Although weight loss is a frequent symptom in Parkinson disease (PD), there have been few studies on the association between body mass index (BMI) and mortality. The objective of this study was to investigate the association between BMI and change in BMI at diagnosis in patients with PD and all-cause mortality. Cohort study using Korean National Health Insurance Service-Elderly Cohort data. Patients with new-onset PD were selected using the International Classification of Diseases 10th edition code (G20). Then, patients who were diagnosed more than 3 times with PD and had been prescribed anti-parkinsonian medication for ≥30days were included. Those with a combined diagnosis of atypical parkinsonism and secondary parkinsonism were excluded. The primary outcome was all-cause mortality. Anthropometric data, including height and weight, were obtained from the health screening data to calculate BMI. The Cox proportional hazards model was used to assess mortality risk by BMI. Among the 2703 patients with PD, 492 (18.20%) died during the 11-year follow-up period.

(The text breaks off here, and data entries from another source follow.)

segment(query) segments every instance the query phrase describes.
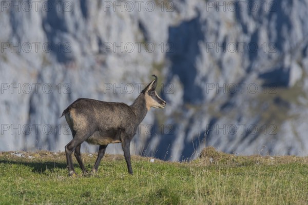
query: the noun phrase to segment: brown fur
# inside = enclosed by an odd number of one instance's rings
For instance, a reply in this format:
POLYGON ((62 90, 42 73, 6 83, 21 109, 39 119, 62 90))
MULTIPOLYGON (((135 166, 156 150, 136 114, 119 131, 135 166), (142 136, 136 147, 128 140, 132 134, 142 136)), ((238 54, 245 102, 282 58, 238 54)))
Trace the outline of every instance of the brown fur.
POLYGON ((132 174, 129 144, 138 126, 151 107, 163 108, 166 102, 155 89, 157 77, 142 91, 131 106, 124 103, 104 102, 80 98, 65 109, 62 115, 68 124, 73 139, 65 146, 69 174, 74 174, 71 154, 75 156, 84 173, 86 169, 80 156, 80 146, 84 141, 100 145, 99 156, 92 170, 97 171, 100 161, 110 143, 122 142, 128 172, 132 174))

There was a significant inverse dose-response relationship between baseline BMI and mortality [<18.5kg/m2: hazard ratio (HR), 1.872, 95% CI, 1.338-2.494; 23-25kg/m2: HR, 0.695, 95% CI, 0.546-0.886; 25-30kg/m2: HR, 0.644, 95% CI, 0.476-0.869; ≥30kg/m2: HR, 0.396, 95% CI, 0.165-0.950]. Change in BMI of 10% revealed a significant association with mortality. Subgroup analyses by sex showed a significant inverse dose-response relationship between BMI and all-cause mortality only in women. We demonstrated an inverse dose-response association between BMI at diagnosis and mortality in patients with PD, especially in women. Early detection of PD before weight loss progression and proper management might improve mortality. The small number of obese PD participants in our study should be considered when interpreting and generalizing results.